2014-2018… Pour un fonds, cela commence à être long, et l’on comprend que la sortie s’organise doucement. Le principal, en réalité, c’est qu’elle se fasse sereinement. Et, pour cela, Arena n’a pas spécialement d’inquiétudes à avoir. « Nous venons de conclure sur une sixième année de croissance consécutive de nos ventes, avec encore +5% en 2017, pour atteindre un chiffre d’affaires de 116,4 millions d’euros sell-in (28 millions d’euros en France, Ndlr), se réjouit Giuseppe Musciacchio, co-PDG d’Arena, avec Luca Selvatici. Depuis 2012, nos ventes ont bondi de 30% et la compagnie s’avère extrêmement profitable, avec un Ebitda de l’ordre de 17%. » Avouons que l’on a connu des situations plus critiques, en effet.

Quatre segments de marché

Dans le détail, les ventes se partagent entre quatre segments de marché. 40% proviennent des maillots de bain, 40% des accessoires (comme les lunettes de piscine par exemple), 15% de ce qu’Arena nomme le racing, soit les maillots et combinaisons de compétition et, enfin, 5% du sportswear. Ceci posé, il est aisé de déterminer les pistes de diversifications… Sans surprise, donc, Arena entend creuser son sillon dans le sportwear. « Nous estimons pouvoir réaliser sur ces marchés entre 15% et 20% de notre chiffre d’affaires, contre 5% actuellement, d’ici à 2020 », avance ainsi Giuseppe Musciacchio.

Le pari paraît ambitieux, en si peu de temps, mais le cap est fixé. Il n’y a plus qu’à s’y tenir. Tout étant désormais une question de méthode. Pas question, pour Arena, de confondre diversification et dispersion. « Nous gardons toujours en tête ce que nous sommes, rassure le co-PDG. Dans tout ce que nous faisons, nous partons de la natation, notre raison d’être, pour construire des gammes autour. Après tout, dans l’acte même de nager, il y a tout ce qu’il se passe avant, et tout ce qu’il se passe après : comment je suis habillé pour me rendre à la piscine, comme je m’organise, etc. C’est tout cet ensemble qui nous intéresse. »

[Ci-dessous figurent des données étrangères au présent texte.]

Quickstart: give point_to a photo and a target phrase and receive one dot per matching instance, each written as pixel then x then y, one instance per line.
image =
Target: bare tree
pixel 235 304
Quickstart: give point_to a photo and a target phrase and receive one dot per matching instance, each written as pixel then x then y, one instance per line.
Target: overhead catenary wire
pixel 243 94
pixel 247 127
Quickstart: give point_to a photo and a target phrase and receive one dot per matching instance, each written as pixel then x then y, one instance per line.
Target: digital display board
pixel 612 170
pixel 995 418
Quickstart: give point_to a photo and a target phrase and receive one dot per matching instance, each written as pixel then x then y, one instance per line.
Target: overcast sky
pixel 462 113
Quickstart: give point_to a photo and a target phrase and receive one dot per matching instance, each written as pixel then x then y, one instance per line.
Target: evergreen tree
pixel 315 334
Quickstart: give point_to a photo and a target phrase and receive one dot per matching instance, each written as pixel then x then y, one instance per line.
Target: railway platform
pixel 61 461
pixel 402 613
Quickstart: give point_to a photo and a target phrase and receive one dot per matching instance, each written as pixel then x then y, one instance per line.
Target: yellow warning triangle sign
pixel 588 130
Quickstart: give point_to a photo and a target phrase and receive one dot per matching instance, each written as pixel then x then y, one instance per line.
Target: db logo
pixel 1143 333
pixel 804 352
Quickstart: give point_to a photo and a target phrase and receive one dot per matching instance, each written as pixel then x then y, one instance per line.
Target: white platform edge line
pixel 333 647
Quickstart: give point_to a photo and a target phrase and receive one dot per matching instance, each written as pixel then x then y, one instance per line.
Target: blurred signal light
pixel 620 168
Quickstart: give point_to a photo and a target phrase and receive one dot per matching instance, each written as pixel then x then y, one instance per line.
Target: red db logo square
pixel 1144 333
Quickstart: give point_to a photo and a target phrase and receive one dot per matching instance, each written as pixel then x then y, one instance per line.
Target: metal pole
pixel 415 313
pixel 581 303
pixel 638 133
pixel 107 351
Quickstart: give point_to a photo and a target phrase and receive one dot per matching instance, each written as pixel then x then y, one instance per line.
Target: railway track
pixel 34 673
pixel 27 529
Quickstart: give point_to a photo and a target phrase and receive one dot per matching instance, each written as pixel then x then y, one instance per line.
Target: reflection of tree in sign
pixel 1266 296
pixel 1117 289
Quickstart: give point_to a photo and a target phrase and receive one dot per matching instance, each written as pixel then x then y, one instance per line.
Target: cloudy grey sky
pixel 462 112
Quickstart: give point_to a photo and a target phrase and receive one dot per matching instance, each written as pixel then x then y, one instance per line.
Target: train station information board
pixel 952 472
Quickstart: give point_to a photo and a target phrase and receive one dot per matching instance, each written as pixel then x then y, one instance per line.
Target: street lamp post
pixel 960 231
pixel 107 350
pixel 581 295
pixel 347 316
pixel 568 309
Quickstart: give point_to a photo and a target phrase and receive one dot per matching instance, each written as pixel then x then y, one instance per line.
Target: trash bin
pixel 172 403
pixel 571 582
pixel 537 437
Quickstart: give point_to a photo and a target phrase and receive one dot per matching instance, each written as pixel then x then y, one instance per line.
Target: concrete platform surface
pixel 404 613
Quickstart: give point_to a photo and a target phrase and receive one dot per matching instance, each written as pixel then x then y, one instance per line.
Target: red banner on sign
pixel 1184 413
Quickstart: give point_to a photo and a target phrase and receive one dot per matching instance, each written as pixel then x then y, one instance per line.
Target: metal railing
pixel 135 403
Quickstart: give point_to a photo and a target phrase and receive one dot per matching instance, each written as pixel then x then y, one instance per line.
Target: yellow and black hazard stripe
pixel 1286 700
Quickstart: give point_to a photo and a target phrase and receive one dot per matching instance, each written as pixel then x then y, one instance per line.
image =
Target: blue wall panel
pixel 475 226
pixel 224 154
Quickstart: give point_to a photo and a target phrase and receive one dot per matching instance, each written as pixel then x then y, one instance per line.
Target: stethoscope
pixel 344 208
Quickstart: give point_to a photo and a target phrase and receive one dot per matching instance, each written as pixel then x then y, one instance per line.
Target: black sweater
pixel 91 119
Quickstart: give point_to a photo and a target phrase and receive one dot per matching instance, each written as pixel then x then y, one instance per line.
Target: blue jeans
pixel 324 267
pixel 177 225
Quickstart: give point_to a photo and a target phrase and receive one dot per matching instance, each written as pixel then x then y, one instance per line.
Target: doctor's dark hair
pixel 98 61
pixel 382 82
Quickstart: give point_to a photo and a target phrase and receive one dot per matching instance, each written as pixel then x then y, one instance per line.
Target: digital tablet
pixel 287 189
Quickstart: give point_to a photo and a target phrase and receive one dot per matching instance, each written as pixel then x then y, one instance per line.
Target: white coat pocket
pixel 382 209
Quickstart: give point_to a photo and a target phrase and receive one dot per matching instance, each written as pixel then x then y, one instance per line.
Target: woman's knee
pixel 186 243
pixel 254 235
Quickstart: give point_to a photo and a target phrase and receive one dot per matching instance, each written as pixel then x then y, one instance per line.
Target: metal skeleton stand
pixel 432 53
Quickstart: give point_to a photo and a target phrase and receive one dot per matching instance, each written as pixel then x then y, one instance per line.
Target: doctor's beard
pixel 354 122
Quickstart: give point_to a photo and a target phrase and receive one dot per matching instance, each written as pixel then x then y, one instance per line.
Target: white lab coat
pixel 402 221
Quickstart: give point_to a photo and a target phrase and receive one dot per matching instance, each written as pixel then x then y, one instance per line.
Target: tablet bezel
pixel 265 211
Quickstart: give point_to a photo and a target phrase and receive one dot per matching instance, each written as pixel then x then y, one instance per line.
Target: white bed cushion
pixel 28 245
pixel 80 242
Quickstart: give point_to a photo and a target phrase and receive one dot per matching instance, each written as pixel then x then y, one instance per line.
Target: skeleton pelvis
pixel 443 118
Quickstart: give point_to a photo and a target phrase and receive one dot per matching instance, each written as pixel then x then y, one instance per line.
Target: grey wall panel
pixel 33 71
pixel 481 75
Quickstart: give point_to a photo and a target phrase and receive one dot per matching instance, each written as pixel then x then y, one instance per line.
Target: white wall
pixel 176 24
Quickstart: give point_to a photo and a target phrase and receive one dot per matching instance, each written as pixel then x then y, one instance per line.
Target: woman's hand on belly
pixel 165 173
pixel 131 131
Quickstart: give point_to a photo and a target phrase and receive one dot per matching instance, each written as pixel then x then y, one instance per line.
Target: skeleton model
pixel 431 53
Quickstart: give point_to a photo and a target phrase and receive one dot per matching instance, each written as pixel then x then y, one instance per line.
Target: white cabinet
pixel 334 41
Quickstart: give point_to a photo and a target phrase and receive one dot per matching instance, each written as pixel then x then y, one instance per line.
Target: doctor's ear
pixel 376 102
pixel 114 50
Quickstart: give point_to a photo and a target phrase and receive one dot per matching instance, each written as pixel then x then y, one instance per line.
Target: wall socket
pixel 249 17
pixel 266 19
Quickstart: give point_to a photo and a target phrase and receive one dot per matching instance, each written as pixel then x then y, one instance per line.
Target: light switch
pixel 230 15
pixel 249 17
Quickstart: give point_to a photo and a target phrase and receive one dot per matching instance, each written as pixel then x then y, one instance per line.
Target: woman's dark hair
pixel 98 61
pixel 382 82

Sortir des piscines pour aller sur les plages

Pour grandir hors des seuls sentiers battus des piscines, Arena entend donc s’appuyer sur cette vaste communauté de nageurs réguliers (entre 8% et 10% de la population européenne seraient concernés) pour « démocratiser » son champ d’activité. « Notre volonté est de conserver cette cible de clientèle très sportive qui est la nôtre, avec des conceptions très techniques pour nos gammes, mais de faire en sorte qu’elles puissent s’exprimer en dehors du seul monde du sport », précise Giuseppe Musciacchio. C’est ainsi que la marque propose désormais par exemple deux collections dédiées pour « l’entraînement à sec », avec brassières, débardeurs, tee-shirts, shorts et pantalons. Au total, 27 références femmes et 17 pour hommes.

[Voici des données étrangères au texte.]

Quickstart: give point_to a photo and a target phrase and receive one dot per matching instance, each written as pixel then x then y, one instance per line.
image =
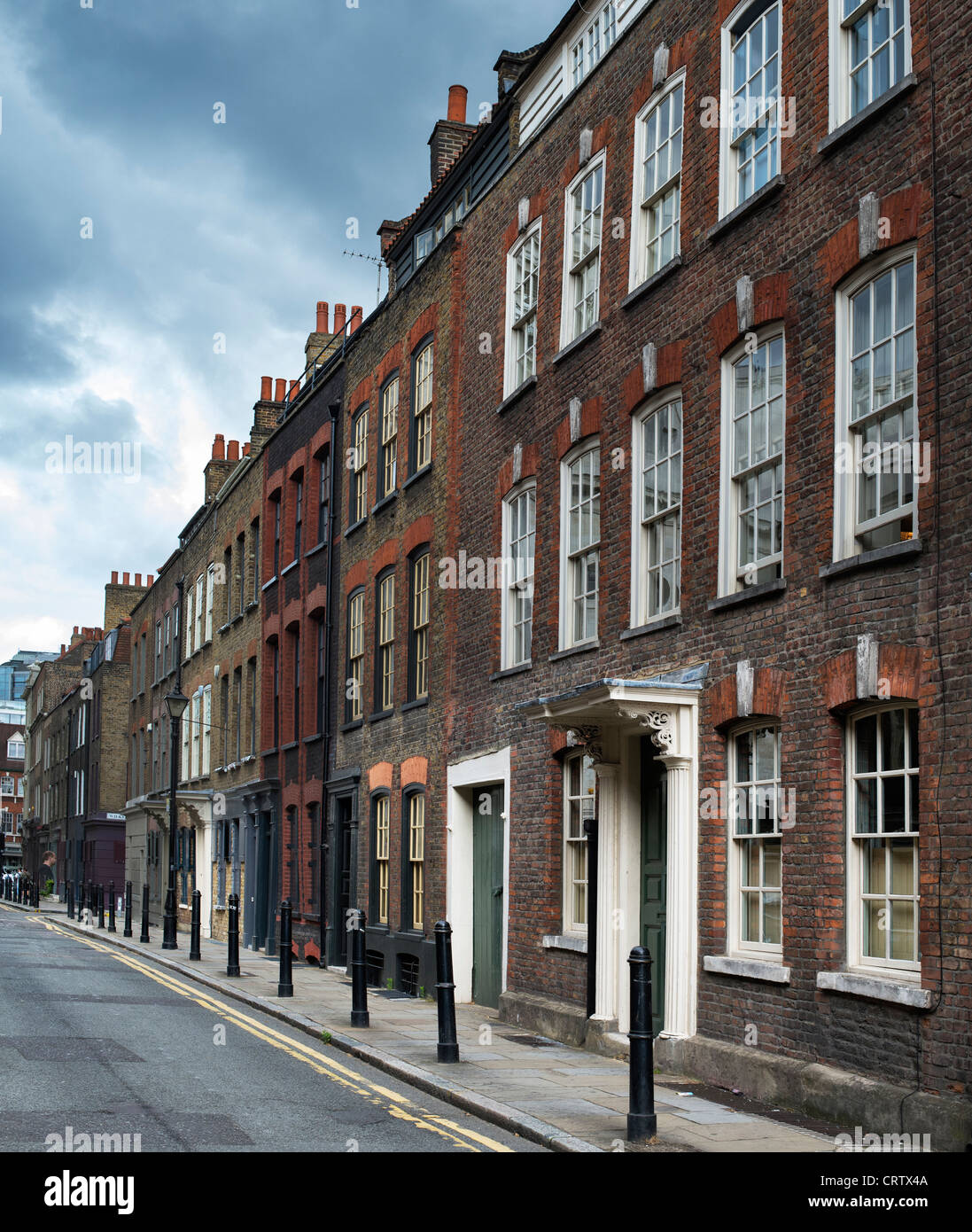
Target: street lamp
pixel 175 702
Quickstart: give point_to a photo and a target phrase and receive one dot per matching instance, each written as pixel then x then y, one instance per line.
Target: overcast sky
pixel 192 230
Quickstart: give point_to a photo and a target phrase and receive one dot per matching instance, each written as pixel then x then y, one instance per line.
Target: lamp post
pixel 175 702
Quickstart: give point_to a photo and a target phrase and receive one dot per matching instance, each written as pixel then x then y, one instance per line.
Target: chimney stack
pixel 450 135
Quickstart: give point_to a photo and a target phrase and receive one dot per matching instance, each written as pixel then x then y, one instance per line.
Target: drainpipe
pixel 334 410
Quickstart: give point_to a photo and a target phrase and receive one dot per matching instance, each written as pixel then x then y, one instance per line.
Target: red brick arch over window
pixel 908 214
pixel 901 674
pixel 590 425
pixel 721 702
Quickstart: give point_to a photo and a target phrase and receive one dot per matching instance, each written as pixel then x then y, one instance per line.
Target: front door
pixel 488 893
pixel 654 875
pixel 341 878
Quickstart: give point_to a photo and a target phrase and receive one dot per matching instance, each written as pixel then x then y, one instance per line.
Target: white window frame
pixel 573 846
pixel 517 327
pixel 757 790
pixel 728 149
pixel 517 577
pixel 567 558
pixel 840 51
pixel 641 206
pixel 892 969
pixel 731 567
pixel 849 441
pixel 641 547
pixel 570 300
pixel 207 727
pixel 579 51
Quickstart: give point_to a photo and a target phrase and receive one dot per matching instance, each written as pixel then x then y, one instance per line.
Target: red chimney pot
pixel 457 98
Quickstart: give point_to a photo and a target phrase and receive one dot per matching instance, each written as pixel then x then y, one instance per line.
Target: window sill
pixel 530 383
pixel 567 941
pixel 419 474
pixel 875 558
pixel 875 988
pixel 747 969
pixel 750 204
pixel 595 644
pixel 750 596
pixel 511 672
pixel 658 277
pixel 653 626
pixel 577 343
pixel 852 126
pixel 385 502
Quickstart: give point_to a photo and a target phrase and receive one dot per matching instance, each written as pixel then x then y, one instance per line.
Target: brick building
pixel 198 629
pixel 385 792
pixel 721 668
pixel 299 694
pixel 12 752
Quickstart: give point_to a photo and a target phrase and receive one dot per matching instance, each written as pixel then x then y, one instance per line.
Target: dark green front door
pixel 654 875
pixel 488 893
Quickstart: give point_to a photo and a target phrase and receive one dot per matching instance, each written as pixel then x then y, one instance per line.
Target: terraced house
pixel 198 629
pixel 713 700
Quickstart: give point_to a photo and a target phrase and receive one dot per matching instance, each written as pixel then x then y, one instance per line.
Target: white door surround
pixel 461 802
pixel 609 720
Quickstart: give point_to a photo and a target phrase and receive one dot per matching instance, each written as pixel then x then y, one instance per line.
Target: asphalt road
pixel 106 1044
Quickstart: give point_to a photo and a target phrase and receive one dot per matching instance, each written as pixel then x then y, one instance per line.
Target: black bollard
pixel 195 953
pixel 359 975
pixel 144 937
pixel 233 947
pixel 445 994
pixel 642 1120
pixel 284 988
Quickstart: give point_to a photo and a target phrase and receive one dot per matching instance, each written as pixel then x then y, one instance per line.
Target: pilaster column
pixel 609 938
pixel 681 939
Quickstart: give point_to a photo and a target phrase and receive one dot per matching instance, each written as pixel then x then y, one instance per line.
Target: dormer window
pixel 595 42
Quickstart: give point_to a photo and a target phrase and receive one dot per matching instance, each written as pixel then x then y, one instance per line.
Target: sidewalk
pixel 564 1098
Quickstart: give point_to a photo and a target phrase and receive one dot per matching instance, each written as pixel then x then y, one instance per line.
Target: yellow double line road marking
pixel 398 1106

L’autre axe de travail, qui rejoint d’ailleurs le premier, est de travailler sur des collections de maillots de bain de plage. Cela représente déjà 8% du chiffre d’affaires d’Arena, et cette proportion devrait grossir dans les années à venir. « Nous développons des gammes anti-UV, des maillots de bain qui sècheront bien plus vite et, parmi d’autres choses, des maillots qui seront capables de ne pas accrocher le sable sur la plage », avance Giuseppe Musciacchio. Ces collections arriveront en 2018-2019 et devraient permettre à Arena d’être bien plus visible aux yeux du grand public, pas forcément adepte des piscines. Avec comme pari celui de l’effet boule de neige. Qu’Arena, sans rien perdre de ses caractéristiques techniques, pour ne pas dire professionnelles dans le milieu de la natation, fasse un pas vers celui de la mode "sport".